Airfield serving Norderney island, Lower Saxony, Germany

Norderney Airport (Flughafen Norderney, ) is an airport on the island of Norderney in Lower Saxony, Germany. Having been opened in 1970, the airport is an integral part of the island's infrastructure, serving as a faster way to get onto or off the island compared to shipping, and being available even when maritime traffic is suspended in the winter due to ice.

==History==

In 1963, plans emerged to replace the island's makeshift airfield that was built in 1954 after the island's original airfield was converted into allotments in the aftermath of World War II. A new location was needed due to problematic wind conditions, the flood prone area, and a lack of space for expansion. In 1965, the new location was selected, an agricultural area near the island's lighthouse.

In 1968, construction of the airport starts, concluding in 1970. The airport and terminal building open.
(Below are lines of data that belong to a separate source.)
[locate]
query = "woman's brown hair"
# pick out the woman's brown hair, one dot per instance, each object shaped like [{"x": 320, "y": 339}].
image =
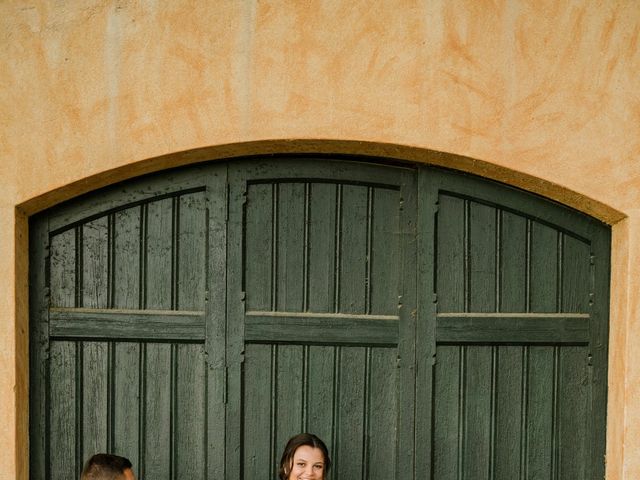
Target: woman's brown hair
[{"x": 302, "y": 439}]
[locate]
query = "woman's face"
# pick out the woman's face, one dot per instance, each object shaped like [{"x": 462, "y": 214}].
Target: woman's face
[{"x": 308, "y": 464}]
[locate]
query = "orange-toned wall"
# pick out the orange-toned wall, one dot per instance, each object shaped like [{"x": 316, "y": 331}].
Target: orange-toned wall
[{"x": 543, "y": 94}]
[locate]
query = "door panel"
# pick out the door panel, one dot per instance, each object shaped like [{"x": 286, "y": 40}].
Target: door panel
[
  {"x": 515, "y": 330},
  {"x": 322, "y": 277},
  {"x": 123, "y": 330},
  {"x": 424, "y": 323}
]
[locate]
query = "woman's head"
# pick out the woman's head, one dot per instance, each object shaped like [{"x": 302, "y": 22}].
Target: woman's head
[{"x": 305, "y": 457}]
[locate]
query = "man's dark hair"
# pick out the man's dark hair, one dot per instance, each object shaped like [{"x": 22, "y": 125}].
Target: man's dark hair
[
  {"x": 302, "y": 439},
  {"x": 104, "y": 466}
]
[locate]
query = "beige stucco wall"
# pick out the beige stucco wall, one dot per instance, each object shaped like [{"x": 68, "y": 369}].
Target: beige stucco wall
[{"x": 543, "y": 94}]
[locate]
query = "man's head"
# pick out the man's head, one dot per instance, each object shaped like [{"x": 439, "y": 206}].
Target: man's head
[{"x": 104, "y": 466}]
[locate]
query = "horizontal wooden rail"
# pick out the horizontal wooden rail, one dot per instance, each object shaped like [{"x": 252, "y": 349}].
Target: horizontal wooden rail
[
  {"x": 158, "y": 325},
  {"x": 321, "y": 328},
  {"x": 529, "y": 328}
]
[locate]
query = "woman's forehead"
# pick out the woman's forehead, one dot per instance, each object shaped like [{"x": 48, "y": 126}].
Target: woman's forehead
[{"x": 308, "y": 453}]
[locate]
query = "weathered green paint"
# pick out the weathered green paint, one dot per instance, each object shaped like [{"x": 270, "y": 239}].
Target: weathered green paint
[{"x": 426, "y": 324}]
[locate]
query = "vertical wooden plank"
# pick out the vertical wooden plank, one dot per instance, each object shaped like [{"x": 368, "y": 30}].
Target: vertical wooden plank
[
  {"x": 574, "y": 411},
  {"x": 240, "y": 221},
  {"x": 482, "y": 258},
  {"x": 381, "y": 433},
  {"x": 191, "y": 235},
  {"x": 599, "y": 313},
  {"x": 425, "y": 324},
  {"x": 544, "y": 268},
  {"x": 290, "y": 247},
  {"x": 322, "y": 247},
  {"x": 62, "y": 263},
  {"x": 540, "y": 412},
  {"x": 189, "y": 412},
  {"x": 513, "y": 263},
  {"x": 320, "y": 385},
  {"x": 159, "y": 258},
  {"x": 353, "y": 250},
  {"x": 257, "y": 445},
  {"x": 450, "y": 254},
  {"x": 218, "y": 292},
  {"x": 157, "y": 446},
  {"x": 477, "y": 412},
  {"x": 126, "y": 401},
  {"x": 350, "y": 428},
  {"x": 407, "y": 330},
  {"x": 126, "y": 274},
  {"x": 64, "y": 463},
  {"x": 448, "y": 405},
  {"x": 385, "y": 252},
  {"x": 258, "y": 238},
  {"x": 575, "y": 275},
  {"x": 508, "y": 424},
  {"x": 39, "y": 354},
  {"x": 95, "y": 398},
  {"x": 95, "y": 264},
  {"x": 289, "y": 406}
]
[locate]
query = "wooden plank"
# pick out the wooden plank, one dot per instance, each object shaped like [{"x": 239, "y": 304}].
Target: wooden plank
[
  {"x": 189, "y": 412},
  {"x": 351, "y": 401},
  {"x": 513, "y": 328},
  {"x": 382, "y": 415},
  {"x": 543, "y": 282},
  {"x": 158, "y": 268},
  {"x": 408, "y": 312},
  {"x": 481, "y": 265},
  {"x": 216, "y": 317},
  {"x": 447, "y": 415},
  {"x": 513, "y": 263},
  {"x": 191, "y": 240},
  {"x": 322, "y": 247},
  {"x": 321, "y": 384},
  {"x": 539, "y": 424},
  {"x": 574, "y": 441},
  {"x": 126, "y": 264},
  {"x": 258, "y": 446},
  {"x": 321, "y": 329},
  {"x": 62, "y": 264},
  {"x": 64, "y": 460},
  {"x": 126, "y": 373},
  {"x": 576, "y": 275},
  {"x": 509, "y": 403},
  {"x": 512, "y": 199},
  {"x": 450, "y": 254},
  {"x": 259, "y": 239},
  {"x": 157, "y": 454},
  {"x": 290, "y": 234},
  {"x": 95, "y": 264},
  {"x": 130, "y": 194},
  {"x": 289, "y": 378},
  {"x": 425, "y": 327},
  {"x": 384, "y": 270},
  {"x": 127, "y": 324},
  {"x": 95, "y": 398},
  {"x": 39, "y": 372},
  {"x": 353, "y": 250},
  {"x": 478, "y": 412}
]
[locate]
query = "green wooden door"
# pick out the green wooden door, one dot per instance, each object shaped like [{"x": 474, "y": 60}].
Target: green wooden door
[
  {"x": 425, "y": 324},
  {"x": 513, "y": 383},
  {"x": 325, "y": 265}
]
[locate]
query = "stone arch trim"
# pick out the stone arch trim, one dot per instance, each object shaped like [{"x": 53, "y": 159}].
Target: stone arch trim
[{"x": 387, "y": 151}]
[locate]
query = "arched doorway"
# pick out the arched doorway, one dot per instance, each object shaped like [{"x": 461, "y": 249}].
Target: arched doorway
[{"x": 425, "y": 323}]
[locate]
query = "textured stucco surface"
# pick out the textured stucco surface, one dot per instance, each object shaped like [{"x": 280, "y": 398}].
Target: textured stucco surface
[{"x": 544, "y": 94}]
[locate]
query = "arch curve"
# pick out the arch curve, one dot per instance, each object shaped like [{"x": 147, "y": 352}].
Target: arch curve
[{"x": 385, "y": 151}]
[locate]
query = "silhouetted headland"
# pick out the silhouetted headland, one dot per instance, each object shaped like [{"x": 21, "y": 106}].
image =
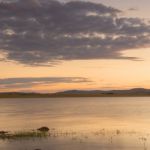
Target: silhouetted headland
[{"x": 80, "y": 93}]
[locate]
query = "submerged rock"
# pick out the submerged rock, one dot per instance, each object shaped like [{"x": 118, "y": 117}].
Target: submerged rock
[
  {"x": 43, "y": 129},
  {"x": 3, "y": 132}
]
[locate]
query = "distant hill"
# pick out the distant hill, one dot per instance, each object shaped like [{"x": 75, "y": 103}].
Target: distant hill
[{"x": 80, "y": 93}]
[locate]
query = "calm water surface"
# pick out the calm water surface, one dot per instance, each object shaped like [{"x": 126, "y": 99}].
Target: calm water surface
[{"x": 95, "y": 121}]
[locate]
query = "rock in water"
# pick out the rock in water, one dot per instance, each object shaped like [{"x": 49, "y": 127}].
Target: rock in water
[{"x": 43, "y": 129}]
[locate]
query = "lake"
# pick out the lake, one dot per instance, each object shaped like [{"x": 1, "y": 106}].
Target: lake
[{"x": 119, "y": 123}]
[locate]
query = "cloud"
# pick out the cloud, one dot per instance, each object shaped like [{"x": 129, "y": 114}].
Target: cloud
[
  {"x": 29, "y": 82},
  {"x": 37, "y": 32}
]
The next year, the airport is served by 30 daily connections, with long distance routes to Bielefeld, Bremen, Düsseldorf, and Hannover. In 1971, the airport sees 18,028 aircraft movements and 24,101 passengers.

In 1974, the airport's runway and taxiways are asphalted, with a project cost of DM 1.8M ($700,000). The year sees 20,000 aircraft movements and 48,000 passengers.

In 1976, airport lighting is installed to enable night operations. A Cessna 500 Citation of Ostfriesische Lufttransport is the first jet aircraft to land at the airport.

In 1985, 13,909 aircraft movements, 30,024 passengers, and 152225 kg of freight are recorded at the airport.

In 1990, an overhaul of the terminal building is completed. That year sees 18,252 aircraft movements, 39,414 passengers, and 239990 kg of freight.

In 1995, 16,696 aircraft movements and 38,948 passengers are recorded at the airport.

==Airlines and destinations==
As of 1 March 2025, there are no regular commercial passenger flights to/from Norderney airport.